Published in International Conference on Signal Processing and Intelligent Systems (ICSPIS), 2021

Authors

Mohammad Hajipour, Mohammad Ali Akhaee, Ramin Toosi

Abstract

Automatic Speaker Verification (ASV) is a biometric authentication system identifying a person based on the voice presented to a system. Nowadays, due to the widespread use of these systems, various attacks are carried out on them. These attacks are in four different formats, which are impersonation, speech synthesis, voice conversion and replay attack. One of the most commonly used attacks is replay attack due to its simplicity. The purpose of this study is to provide a countermeasure system against replay attacks.
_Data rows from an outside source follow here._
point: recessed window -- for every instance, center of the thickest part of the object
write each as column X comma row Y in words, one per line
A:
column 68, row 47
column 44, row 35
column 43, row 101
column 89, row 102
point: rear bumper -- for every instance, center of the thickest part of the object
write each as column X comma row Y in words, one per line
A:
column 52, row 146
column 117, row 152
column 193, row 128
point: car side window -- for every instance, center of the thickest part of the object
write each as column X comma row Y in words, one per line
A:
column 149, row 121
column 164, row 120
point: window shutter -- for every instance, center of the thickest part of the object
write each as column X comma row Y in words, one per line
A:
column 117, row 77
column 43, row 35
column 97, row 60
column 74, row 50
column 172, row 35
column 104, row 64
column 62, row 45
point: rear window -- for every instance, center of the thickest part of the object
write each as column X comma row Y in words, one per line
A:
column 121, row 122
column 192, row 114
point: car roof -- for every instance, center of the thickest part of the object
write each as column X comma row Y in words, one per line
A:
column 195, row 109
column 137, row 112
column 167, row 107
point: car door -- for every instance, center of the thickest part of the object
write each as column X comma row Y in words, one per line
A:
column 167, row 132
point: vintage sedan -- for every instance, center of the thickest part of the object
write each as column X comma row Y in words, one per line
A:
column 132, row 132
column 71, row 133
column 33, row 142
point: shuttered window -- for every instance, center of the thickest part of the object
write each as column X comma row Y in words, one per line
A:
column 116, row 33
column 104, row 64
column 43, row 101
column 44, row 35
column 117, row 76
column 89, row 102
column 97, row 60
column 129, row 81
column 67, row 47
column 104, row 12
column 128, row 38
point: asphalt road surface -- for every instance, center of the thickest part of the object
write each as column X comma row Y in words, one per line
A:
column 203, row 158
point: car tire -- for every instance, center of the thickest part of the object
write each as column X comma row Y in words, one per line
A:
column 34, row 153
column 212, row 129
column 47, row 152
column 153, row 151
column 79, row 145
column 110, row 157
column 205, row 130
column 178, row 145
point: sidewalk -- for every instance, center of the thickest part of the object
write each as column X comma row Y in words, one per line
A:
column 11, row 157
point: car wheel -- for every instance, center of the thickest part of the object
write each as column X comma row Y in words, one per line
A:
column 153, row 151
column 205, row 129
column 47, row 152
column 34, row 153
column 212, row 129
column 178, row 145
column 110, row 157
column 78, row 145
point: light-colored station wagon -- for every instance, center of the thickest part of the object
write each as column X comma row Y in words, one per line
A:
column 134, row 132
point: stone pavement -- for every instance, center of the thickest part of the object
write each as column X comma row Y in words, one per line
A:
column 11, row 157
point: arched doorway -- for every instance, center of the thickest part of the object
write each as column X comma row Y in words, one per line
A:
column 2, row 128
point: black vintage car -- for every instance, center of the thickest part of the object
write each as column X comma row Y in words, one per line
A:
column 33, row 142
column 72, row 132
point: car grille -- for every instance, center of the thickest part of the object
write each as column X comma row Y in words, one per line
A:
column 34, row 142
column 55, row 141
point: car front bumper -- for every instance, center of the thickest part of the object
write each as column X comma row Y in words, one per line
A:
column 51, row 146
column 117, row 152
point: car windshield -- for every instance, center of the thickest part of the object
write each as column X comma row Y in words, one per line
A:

We found that the effect of noises generated by different recorders and playback devices on the spoof samples can be used as a criterion for attack detection. So this study analyzes the silent parts of the speech signal that include the noises of various recording and playback devices. Also due to the proper operation of deep convolutional neural networks in classification applications, we propose an ensemble classifier based on end to end neural networks architecture and residual structures to accurately distinguish spoof utterances from genuine ones. We have decreased the t-DCF metric on ASVspoof2019 database by almost 16% compared to similar models that have processed on full speech signals.